Week Six: Cantos 26 - 30
For the purposes of this discussion, we will follow the structure of Baylor's 100 Days of Dante to frame our discussion. Feel free to use whatever translation you have access to (more is better) to follow along with the poem.
Sixth Five Cantos: 26 - 30
The questions this week are adapted from the 100 days of Dante and my own reading
I am linking here to a web resource for a conversational version of the text.
- Canto 26: Eighth Pit: Evil Councilors // Ulysses
- Canto 27: Guido Da Montefeltro
- Canto 28: Ninth Pit: Sowers of Discord // Mohamet
- Canto 29: Geri del Bello // The Tenth Pit: Falsifiers
- Canto 30: Falsifiers continued // Master Adam
The questions this week are adapted from the 100 days of Dante and my own reading
I am linking here to a web resource for a conversational version of the text.
Some Prompts:
1) How do Roman poets change the stories of Greek Myths to suit their audience? Is there any Homer left in this telling of the Ulysses story?
2) Why does this character inspire so many people in the Modern age? Does the character still inspire people today? What should a Catholic take from the damnation of Ulysses here? What is the moral?
3) Is there a way that true knowledge differs from what Ulysses is seeking? What is true knowledge and how do we know it? What is the role of revelation in the discovery of true knowledge and why might that be?
4) What are the reasons that someone might not want to be remembered? Is shame one of the only reasons? Is the duplicity of secret dealings being suggested here? What is revealed in hell by this damnation that was not openly displayed on earth?
5) What is this part about St. Francis trying to save a soul and losing to a daemon? Can trying to scheme against the church make you beyond intercession?
6) Why might Dante, in Canto 28, be suggesting that poetry could be used in a destructive and a constructive way? What sort of challenge is Dante suggesting he took on when he stopped writing mundane poetry and aspired to the Comedy?
7) What is ultimately going on in Inferno with the concept of Vendetta? If God is the only one who can dispense justice (without setting off more vendettas), then what insight does this give us about justice? Is Dante able to release himself from the family Vendetta that is demanded for the killing of Geri del Bello Alighieri?

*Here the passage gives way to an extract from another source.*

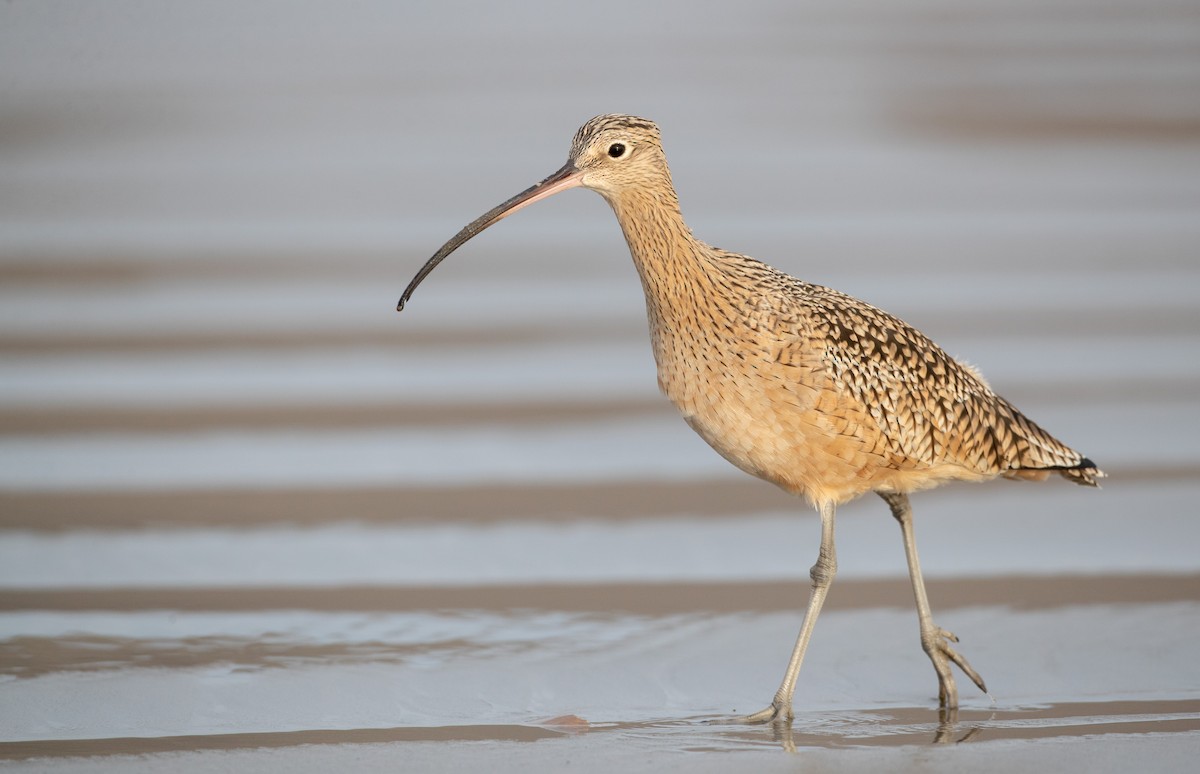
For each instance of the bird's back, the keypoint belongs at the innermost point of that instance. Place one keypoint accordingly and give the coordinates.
(831, 397)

8) In what ways does alchemy act as a crime against nature? What ways does it distort truth? Why is it so bad?
9) Why is counterfeiting so much worse than all the sins that we have passed so far? How does this create civil unrest? In what way is the modern world guilty of counterfeiting almost everything by separating the value and the price of everything? Do we live independent of nature to the point of absurdity?
10) What role does water play in canto 30? There seems to be a baptism reference, a Lazarus and rich man reference, and I would even add a woman at the well reference to living water. What is going on with the unholy baptism, the drinking of water that distends a belly, and the unending thirst of the sinner here?